Will Ericsson do that? A resounding 'No' I think. I would bet money on it ramping up the marketing of that platform.

Cisco and Ericsson are going to work together in many areas but they will also continue to compete in many areas. That is why this relationship will likely have its positives but it will be a MASSIVE political/cultural challenge for both parties.
cnwedit 12/3/2015 | 4:19:03 PM
Re: Good signing for Ericsson Okay, this is wild conjecture on my part because I'm not the LR editor writing about Ciscosson, as we call it, but one of King's strengths at CenturyLink was managing partnerships as well as M&A activity before and after. I have no idea what his relationshp with the Cisco partnershp will be - next time we chat, I'll ask him - but I wouldn't be surprised to see him engaged in the process of what figuring out what gets emphasized going forward. 

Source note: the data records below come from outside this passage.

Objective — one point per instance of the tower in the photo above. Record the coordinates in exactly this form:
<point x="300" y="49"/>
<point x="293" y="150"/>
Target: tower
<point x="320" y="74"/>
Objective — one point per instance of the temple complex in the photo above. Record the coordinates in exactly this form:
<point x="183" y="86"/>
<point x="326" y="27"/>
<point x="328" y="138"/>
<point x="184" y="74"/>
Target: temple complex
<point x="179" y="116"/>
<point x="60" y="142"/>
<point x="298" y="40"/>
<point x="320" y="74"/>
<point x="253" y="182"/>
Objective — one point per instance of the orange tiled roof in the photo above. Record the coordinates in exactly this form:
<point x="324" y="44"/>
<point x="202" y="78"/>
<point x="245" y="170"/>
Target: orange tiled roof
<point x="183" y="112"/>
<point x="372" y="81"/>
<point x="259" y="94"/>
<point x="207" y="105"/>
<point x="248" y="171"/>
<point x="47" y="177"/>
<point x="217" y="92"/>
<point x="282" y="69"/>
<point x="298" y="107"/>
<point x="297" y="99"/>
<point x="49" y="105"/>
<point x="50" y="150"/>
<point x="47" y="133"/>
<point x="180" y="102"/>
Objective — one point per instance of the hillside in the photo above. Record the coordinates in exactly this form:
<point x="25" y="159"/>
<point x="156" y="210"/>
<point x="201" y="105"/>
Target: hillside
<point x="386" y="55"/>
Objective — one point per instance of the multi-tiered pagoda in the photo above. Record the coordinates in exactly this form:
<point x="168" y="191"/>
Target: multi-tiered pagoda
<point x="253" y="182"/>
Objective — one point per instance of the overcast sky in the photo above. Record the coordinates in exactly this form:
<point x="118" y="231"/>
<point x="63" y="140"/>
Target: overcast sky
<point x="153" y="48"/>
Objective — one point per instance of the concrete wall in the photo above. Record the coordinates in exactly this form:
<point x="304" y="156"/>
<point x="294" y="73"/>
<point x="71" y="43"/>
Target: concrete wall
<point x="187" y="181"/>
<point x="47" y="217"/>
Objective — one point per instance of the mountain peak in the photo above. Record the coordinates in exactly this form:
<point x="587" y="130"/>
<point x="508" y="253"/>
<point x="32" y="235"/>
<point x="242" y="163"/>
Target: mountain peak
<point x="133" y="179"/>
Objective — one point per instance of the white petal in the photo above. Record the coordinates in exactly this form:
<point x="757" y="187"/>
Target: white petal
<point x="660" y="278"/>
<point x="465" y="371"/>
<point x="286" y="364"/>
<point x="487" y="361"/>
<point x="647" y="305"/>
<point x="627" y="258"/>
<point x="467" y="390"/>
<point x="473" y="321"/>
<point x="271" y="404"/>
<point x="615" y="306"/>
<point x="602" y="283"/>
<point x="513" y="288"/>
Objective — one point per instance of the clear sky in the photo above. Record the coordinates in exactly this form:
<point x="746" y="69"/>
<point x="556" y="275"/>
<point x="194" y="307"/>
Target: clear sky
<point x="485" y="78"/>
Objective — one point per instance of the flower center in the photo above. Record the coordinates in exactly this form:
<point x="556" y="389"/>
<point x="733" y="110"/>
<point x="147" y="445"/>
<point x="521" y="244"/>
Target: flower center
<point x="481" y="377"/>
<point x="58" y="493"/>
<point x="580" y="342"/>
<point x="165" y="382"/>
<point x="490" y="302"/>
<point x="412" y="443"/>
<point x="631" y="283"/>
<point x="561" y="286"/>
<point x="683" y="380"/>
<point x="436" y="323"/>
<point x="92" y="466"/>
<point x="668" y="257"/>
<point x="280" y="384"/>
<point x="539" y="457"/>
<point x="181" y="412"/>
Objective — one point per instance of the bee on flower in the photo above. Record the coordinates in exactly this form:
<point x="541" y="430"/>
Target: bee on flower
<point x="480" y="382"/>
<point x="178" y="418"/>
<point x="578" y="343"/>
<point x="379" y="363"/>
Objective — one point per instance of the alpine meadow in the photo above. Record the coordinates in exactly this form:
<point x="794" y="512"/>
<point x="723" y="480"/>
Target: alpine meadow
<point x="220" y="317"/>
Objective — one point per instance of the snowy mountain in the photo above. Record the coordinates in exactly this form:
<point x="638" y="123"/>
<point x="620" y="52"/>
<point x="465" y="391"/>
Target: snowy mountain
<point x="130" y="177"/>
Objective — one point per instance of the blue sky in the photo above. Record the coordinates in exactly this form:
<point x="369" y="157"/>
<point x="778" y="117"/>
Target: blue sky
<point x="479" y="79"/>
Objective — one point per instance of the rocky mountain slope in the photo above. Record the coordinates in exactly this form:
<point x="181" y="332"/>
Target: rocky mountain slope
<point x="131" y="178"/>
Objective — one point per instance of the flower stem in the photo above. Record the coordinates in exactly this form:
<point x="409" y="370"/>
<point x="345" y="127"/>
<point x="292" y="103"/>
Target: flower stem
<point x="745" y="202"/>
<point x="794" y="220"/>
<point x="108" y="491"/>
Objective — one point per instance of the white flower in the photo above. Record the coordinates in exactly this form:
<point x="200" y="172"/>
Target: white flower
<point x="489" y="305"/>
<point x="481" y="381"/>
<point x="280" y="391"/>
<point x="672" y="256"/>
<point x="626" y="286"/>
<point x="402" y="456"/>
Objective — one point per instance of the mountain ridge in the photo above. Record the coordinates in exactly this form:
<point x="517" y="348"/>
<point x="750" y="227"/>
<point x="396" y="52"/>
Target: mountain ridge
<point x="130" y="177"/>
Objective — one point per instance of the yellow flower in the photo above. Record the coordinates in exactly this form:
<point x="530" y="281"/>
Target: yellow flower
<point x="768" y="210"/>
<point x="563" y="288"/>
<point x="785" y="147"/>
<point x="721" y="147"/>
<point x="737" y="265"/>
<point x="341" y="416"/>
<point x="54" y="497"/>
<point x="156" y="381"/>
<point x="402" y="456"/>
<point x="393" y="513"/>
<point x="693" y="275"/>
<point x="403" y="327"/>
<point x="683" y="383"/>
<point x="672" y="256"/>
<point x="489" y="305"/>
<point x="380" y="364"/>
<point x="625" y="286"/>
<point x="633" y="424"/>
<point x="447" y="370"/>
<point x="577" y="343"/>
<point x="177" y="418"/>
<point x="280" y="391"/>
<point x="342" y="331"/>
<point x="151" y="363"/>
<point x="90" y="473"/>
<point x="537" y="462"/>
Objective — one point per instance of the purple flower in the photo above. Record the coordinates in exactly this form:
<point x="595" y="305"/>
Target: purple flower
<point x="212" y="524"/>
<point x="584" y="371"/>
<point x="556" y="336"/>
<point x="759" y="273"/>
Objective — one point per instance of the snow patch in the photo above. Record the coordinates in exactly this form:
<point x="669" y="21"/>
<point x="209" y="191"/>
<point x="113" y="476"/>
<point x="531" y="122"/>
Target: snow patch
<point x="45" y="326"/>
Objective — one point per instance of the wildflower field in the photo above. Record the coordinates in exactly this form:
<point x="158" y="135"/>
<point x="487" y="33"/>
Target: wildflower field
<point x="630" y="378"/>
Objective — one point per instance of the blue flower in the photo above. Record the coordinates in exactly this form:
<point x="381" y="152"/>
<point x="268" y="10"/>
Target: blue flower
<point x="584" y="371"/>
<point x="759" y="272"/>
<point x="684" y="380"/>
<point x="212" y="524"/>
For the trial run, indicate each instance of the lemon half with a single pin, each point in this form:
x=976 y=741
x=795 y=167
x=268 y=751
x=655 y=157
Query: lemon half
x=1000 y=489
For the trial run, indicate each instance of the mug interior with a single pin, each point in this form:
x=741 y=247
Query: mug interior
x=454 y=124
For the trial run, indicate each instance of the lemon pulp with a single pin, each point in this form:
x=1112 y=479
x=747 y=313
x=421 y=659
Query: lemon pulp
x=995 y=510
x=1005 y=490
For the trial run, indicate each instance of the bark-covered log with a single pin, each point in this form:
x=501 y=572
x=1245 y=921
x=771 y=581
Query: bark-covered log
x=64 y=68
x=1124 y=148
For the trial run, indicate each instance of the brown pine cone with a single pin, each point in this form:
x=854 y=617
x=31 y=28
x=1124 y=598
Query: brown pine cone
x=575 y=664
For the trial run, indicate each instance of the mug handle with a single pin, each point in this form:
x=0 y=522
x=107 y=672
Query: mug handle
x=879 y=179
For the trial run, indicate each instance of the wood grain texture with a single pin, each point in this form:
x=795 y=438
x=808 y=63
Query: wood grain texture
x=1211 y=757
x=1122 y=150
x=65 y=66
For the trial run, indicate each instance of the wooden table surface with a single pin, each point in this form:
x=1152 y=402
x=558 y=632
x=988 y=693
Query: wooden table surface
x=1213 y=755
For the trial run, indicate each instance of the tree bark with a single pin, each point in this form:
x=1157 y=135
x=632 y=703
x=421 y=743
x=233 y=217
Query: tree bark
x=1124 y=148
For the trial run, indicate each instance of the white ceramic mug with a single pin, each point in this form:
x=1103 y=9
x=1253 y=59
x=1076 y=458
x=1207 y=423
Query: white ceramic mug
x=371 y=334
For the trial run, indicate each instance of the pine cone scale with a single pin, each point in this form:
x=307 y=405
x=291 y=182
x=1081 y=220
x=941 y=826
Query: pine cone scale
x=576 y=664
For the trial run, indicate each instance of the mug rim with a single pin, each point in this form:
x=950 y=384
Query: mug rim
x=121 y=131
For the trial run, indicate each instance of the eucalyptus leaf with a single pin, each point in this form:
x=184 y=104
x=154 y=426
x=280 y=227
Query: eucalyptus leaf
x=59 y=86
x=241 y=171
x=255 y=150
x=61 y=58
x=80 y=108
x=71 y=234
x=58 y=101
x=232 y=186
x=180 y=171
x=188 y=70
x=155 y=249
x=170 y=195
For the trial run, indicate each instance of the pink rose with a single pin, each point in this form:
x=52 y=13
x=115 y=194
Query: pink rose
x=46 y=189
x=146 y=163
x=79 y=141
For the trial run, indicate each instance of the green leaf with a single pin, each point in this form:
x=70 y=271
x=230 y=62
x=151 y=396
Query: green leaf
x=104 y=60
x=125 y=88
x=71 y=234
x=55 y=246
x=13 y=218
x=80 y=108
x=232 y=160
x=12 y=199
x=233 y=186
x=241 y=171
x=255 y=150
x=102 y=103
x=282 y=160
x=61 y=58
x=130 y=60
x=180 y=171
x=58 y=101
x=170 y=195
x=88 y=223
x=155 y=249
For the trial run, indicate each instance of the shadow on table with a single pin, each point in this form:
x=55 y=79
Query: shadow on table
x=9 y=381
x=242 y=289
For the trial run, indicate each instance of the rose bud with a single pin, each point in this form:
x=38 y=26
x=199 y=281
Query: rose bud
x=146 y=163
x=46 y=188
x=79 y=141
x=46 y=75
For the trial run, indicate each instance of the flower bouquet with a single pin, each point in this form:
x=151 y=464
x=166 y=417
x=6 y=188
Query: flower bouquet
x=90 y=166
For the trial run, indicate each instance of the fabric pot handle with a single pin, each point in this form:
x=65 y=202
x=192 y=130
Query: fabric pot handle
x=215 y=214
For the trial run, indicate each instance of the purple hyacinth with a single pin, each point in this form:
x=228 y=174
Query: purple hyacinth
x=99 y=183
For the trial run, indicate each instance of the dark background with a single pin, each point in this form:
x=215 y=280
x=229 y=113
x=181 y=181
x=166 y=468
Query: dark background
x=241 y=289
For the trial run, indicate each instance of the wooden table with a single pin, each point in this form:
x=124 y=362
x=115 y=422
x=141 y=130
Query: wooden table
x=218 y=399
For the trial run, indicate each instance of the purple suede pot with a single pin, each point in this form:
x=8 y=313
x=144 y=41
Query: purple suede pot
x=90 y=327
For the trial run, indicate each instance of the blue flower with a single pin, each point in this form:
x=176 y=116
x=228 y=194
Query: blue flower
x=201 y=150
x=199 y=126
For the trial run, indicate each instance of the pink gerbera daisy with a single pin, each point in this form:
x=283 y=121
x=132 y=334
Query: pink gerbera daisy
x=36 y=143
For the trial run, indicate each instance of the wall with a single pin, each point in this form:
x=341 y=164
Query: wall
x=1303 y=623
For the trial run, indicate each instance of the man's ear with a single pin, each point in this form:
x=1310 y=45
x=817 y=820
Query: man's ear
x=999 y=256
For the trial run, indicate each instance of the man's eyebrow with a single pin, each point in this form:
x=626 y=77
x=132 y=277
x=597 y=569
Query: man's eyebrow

Phil Morrison 12/3/2015 | 3:44:07 PM
Re: Good signing for Ericsson You don't think that Cisco would like Ericsson to de-emphasize the HDS 8000?
cnwedit 12/3/2015 | 3:19:02 PM
Re: Good signing for Ericsson The formal comment from CenturyLink was that the two departures aren't strategy-related and what Jonathan King told me today reinforces that. He had a chance to take a job with a former colleague in a field that dovetails nicely with his technology and law interests. One of the things he's been writing about, as a legal expert, is on privacy and Big Data. Ericsson would be a great place to flex those muscles. 

I think Jared Wray's departure issues have yet to play out. Because he was leading the push to dev-ops and Agile ways of working, and unlike King, didn't come from any kind of telecom background, he may have been ready to move back into more of an entreprenuerial role. 

What it means for CenturyLink is that they have to execute on the strategy without two of the guys who were leading that strategy. King seems convinced they are in a good position to do that - we'll see. 
msilbey 12/3/2015 | 12:44:54 PM
Re: Good signing for Ericsson How much of a loss ffor Centurylink? And what does it say that two of their top guys in the space have left?
[email protected] 12/3/2015 | 12:08:38 PM
Good signing for Ericsson That's a lot of good experience he is taking to the Ericsson team by the looks of things.

And he will be able to take that service provider perspective as Ericsson further pushes its HDS 8000 telco data center platform into the market.